The UNEP Year Book is a series that highlight emerging environmental issues and significant events and development during the year. It also tracks environmental trends by presenting key indicators.
The Year Book series was established in 2003 and currently the 10th edition of the UNEP Year Book is being prepared. The Year Book series responds to the need to enhance the use of scientific evidence in environmental decision-making. The production of the Year Book is directly mandated by the Governments and through the Year Book, UNEP manages a key process for bridging the science-policy gap and bringing scientific knowledge into the policy domain to foster actionable responses. Topics recently covered by the UNEP Year Book series include: The benefits of soil carbon, nuclear decommissioning, plastic debris from the ocean, phosphorus and food production and emerging perspectives forest biodiversity.
The UNEP Year Book is prepared by UNEP together with the Scientific Committee on Problems of the Environment and individual experts. The series aims to raise awareness of emerging environmental issues from scientific research and other sources. The UNEP foresight process and Global Environment Outlook reports are instrumental in the identification of issues.

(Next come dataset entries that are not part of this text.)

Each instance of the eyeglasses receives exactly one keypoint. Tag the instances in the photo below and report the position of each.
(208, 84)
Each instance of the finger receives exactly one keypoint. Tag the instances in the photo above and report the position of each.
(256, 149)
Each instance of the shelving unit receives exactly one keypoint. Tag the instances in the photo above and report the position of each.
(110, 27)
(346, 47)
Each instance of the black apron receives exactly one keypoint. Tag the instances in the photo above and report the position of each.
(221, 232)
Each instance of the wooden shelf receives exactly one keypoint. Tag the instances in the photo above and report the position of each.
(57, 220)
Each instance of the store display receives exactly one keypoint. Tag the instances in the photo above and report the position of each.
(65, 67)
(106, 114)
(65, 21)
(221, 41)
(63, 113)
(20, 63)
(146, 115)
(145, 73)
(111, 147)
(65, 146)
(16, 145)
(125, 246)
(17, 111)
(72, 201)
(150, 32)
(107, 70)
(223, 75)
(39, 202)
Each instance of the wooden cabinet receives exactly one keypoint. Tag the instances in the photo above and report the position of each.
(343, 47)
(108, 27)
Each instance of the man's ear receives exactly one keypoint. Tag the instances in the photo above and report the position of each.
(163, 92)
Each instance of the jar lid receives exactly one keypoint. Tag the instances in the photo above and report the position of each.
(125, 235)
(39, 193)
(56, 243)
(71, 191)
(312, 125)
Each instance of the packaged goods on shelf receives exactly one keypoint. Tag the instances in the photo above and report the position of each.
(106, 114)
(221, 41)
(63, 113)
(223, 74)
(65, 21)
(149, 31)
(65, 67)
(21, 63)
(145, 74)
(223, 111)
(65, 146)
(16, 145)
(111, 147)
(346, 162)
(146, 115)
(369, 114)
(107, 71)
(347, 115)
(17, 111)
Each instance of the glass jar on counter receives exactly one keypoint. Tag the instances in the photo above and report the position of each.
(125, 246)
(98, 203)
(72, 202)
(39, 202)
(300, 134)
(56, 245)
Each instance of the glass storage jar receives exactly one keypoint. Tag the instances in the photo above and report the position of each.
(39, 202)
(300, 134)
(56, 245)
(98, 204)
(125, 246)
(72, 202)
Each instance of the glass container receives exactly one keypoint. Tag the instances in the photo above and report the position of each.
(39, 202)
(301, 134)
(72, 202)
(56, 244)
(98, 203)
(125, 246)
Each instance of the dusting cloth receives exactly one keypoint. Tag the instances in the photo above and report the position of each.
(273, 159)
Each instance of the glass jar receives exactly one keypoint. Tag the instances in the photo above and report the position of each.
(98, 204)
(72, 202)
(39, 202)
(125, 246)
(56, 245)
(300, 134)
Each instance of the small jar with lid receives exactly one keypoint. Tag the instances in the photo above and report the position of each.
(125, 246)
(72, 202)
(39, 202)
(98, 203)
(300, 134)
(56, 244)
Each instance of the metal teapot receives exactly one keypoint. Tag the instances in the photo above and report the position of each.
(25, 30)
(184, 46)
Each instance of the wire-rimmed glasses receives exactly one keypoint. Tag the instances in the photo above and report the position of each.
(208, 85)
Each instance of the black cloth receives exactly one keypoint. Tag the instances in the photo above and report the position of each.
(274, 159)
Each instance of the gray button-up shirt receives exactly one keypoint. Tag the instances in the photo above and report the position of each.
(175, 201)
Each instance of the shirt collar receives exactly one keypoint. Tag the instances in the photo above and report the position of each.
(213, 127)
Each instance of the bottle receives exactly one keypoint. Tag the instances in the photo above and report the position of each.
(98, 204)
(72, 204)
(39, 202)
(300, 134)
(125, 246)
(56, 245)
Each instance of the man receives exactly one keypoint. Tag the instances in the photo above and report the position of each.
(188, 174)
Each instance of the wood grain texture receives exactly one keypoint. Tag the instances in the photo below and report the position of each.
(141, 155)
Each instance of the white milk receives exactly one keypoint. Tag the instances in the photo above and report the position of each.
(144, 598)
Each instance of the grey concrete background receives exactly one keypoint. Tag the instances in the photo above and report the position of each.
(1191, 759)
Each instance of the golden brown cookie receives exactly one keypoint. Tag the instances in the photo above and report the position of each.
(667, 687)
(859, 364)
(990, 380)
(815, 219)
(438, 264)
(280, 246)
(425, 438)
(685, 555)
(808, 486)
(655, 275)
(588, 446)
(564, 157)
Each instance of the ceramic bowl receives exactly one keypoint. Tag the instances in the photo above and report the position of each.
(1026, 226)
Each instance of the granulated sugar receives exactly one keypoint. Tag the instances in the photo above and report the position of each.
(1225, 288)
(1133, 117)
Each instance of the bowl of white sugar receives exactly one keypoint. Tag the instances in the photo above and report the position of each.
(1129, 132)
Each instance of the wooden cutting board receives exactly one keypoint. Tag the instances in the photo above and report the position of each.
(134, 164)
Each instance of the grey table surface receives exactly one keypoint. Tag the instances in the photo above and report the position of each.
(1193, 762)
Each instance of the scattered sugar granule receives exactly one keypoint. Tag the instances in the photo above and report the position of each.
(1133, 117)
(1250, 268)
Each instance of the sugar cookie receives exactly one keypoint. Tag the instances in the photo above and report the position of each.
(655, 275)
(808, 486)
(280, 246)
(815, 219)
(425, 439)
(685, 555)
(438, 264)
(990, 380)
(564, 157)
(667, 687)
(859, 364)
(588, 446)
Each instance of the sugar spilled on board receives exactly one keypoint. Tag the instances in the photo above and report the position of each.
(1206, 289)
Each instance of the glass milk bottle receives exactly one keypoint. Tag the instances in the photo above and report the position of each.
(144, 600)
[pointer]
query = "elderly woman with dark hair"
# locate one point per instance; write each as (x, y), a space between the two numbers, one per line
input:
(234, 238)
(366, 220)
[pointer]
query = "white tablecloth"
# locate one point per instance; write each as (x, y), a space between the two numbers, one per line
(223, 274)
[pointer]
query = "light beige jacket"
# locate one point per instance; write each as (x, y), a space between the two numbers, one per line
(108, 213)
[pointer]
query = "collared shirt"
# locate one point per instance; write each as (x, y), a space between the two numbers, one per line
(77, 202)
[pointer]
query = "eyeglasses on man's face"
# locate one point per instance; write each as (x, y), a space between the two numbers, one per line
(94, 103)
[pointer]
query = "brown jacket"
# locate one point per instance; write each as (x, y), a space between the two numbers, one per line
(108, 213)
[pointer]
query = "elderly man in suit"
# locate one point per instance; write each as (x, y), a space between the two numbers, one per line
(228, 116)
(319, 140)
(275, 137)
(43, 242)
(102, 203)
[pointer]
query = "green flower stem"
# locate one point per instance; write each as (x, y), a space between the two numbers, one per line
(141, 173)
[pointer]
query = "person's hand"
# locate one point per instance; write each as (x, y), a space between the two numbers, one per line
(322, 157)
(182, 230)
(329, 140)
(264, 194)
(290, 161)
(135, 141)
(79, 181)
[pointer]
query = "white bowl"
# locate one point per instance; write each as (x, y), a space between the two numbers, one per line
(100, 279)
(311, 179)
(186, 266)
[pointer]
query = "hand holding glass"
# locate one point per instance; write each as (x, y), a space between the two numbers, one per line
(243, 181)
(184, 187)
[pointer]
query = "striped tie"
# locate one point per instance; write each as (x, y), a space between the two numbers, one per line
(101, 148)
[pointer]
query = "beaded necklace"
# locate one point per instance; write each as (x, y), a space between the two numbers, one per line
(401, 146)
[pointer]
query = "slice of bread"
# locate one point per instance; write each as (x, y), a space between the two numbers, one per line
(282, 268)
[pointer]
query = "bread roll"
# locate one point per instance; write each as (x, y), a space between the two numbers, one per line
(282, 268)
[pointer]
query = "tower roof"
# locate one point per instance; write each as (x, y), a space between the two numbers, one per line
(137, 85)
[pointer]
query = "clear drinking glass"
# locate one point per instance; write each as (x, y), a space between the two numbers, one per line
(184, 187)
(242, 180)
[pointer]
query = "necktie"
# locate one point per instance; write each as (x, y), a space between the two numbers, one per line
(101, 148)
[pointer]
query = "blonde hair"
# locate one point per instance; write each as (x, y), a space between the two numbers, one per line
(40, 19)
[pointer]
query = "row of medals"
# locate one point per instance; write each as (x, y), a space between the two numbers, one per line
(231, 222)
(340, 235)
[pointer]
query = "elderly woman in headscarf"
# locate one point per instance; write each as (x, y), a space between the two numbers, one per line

The United Nations Environment Programme (UNEP) provides leadership and encourages partnership in caring for the environment. As the environment organization of the UN, one of the core tasks is to keep the global environment under review and bring significant issues under the attention of policy makers and other international organizations. UNEP’s work focuses on six areas: environmental governance, ecosystem management, climate change, disasters and conflict, harmful substances and hazardous waste, and resource efficiency.